Uluslararası alanda ise Türkiye’nin itibarı hızla eridi. Bir zamanlar “bölgesel güç” olma iddiasıyla hareket eden Türkiye, bugün otoriterleşme, insan hakları ihlalleri ve hukukun üstünlüğüne saygısızlıkla anılıyor. Avrupa Birliği süreci fiilen sona erdi; Batı ile ilişkiler gerginleşti, güven kayboldu. Komşu ülkelerle ilişkiler de istikrarsız bir seyir izledi. Bir dönem “komşularla sıfır sorun” sloganıyla yola çıkan Erdoğan, sonunda Türkiye’yi neredeyse herkesle sorunlu bir ülke haline getirdi. Dış politikada izlenen zikzaklar, ülkenin güvenilirliğini yok etti. Bir yandan NATO üyesi olarak Batı ile ittifakı sürdürmeye çalışırken, diğer yandan Rusya gibi otoriter rejimlerle yakınlaşmak, Türkiye’yi stratejik bir belirsizliğe mahkûm etti. Bu belirsizlik, uluslararası alanda Türkiye’nin yalnızlaşmasına ve etkisizleşmesine yol açtı.

 

 

 

Bütün bu tablo, Erdoğan’ın Türkiye’yi yok oluşa sürüklediğini gösteriyor. Onun iktidar anlayışı, ülkeyi güçlendirmek, refaha ulaştırmak veya özgürleştirmek için değil; tamamen kendi iktidarını kalıcı hale getirmek için kurgulandı. Bugün gelinen noktada, Türkiye’nin kurumları zayıflatılmış, toplumu kutuplaştırılmış, ekonomisi enkaza dönmüş, uluslararası itibarı sarsılmış durumda.

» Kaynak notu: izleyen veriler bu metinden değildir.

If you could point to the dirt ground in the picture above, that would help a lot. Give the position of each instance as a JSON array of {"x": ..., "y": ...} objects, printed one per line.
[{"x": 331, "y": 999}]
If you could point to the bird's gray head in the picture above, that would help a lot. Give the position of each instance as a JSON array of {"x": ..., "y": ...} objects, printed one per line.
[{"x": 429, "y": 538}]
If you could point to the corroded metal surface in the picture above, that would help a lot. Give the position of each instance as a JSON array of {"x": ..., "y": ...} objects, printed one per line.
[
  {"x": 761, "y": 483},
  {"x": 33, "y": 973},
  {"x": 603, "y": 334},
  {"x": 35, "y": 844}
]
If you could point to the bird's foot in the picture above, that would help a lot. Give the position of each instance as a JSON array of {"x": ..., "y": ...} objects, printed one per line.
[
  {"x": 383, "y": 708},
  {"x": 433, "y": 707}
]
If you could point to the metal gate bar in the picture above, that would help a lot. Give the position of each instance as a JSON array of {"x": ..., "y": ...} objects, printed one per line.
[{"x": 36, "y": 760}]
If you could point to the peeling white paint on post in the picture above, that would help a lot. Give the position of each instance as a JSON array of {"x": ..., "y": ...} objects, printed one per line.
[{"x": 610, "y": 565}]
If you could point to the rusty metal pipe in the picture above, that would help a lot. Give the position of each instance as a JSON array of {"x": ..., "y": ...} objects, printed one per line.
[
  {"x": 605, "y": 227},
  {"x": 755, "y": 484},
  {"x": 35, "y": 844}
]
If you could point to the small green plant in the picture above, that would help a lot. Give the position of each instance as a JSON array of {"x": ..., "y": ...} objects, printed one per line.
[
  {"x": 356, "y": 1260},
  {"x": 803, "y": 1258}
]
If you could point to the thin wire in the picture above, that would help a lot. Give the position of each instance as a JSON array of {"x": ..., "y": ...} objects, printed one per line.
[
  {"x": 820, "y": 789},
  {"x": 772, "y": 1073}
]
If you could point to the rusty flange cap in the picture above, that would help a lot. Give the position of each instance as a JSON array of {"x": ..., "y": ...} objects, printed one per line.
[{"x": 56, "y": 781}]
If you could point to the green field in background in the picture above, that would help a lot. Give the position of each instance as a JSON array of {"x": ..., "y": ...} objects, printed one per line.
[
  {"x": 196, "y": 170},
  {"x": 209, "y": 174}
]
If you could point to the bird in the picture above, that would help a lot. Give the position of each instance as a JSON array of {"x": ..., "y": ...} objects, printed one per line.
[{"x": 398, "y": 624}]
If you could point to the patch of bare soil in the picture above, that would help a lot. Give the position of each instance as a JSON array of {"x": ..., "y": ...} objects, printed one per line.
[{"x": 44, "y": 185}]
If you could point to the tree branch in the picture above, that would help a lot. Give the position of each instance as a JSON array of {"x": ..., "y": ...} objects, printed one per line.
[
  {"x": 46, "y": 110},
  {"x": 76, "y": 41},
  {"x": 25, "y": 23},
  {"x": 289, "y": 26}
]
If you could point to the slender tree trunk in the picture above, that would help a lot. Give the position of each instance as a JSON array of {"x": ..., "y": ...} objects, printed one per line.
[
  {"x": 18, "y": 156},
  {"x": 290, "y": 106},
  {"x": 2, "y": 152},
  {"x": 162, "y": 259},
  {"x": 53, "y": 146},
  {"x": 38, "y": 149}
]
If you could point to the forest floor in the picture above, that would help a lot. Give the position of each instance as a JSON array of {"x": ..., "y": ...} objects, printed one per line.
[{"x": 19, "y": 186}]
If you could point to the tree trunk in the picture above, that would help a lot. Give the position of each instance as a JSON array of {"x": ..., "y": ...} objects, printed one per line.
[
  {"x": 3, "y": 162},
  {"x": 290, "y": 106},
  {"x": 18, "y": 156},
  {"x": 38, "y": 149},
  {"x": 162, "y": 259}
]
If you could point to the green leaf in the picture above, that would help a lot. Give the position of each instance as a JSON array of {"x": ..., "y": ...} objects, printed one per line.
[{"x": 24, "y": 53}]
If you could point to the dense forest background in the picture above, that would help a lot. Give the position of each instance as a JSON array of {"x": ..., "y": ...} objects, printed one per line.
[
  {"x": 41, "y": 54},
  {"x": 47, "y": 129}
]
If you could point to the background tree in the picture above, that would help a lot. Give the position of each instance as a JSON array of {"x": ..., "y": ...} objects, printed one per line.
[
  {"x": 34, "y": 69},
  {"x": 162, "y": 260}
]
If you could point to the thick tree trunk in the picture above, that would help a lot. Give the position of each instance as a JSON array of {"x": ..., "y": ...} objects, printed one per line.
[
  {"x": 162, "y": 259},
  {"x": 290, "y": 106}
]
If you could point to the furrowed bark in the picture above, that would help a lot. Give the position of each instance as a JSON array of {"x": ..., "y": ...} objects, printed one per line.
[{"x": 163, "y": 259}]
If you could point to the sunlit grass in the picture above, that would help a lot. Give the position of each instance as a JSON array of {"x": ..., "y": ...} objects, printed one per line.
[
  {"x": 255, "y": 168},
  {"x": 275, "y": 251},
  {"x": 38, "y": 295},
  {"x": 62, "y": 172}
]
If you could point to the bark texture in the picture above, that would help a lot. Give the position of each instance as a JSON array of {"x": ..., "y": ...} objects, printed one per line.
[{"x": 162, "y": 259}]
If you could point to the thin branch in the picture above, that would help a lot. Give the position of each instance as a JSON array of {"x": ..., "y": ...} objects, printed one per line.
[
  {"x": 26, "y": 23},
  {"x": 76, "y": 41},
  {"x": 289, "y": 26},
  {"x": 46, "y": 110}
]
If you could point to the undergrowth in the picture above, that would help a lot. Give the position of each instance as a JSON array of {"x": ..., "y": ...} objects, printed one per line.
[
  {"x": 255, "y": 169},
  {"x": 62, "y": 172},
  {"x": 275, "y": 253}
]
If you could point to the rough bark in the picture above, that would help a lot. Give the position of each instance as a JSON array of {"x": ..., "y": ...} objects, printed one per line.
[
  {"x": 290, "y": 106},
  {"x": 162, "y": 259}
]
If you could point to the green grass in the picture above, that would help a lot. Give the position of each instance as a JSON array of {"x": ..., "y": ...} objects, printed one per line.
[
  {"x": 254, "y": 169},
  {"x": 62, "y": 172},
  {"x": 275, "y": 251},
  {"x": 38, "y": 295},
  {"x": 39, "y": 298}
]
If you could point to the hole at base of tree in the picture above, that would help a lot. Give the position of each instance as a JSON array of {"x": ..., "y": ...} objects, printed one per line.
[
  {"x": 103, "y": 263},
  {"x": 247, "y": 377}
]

Erdoğan’ın kurduğu bu düzen, sadece bir yönetim krizi değil; aynı zamanda toplumsal bir yıkım projesidir. Bu yıkımı durdurmak için halkın örgütlü mücadelesi, muhalefetin güçlü bir alternatif sunması ve uluslararası dayanışmanın devreye girmesi şarttır.


 

Türkiye’nin geleceği, Erdoğan’ın yarattığı enkazı aşmakla mümkün olacaktır. Özgürlük, adalet, eşitlik ve demokrasi temelinde yeniden inşa edilmeyen bir Türkiye, gelecek kuşaklara umut vaat etmeyecektir. Bugün yaşadığımız kriz, sadece bir liderin hataları değil; aynı zamanda halkın suskunluğu ve muhalefetin zayıflığının sonucudur. Eğer bu suskunluk kırılırsa, halk kendi iradesine sahip çıkarsa, Türkiye bu karanlık tünelden çıkabilir. Ancak aksi halde, Erdoğan’ın Türkiye’ye bıraktığı miras; yoksulluk, baskı, korku ve umutsuzluk olacaktır.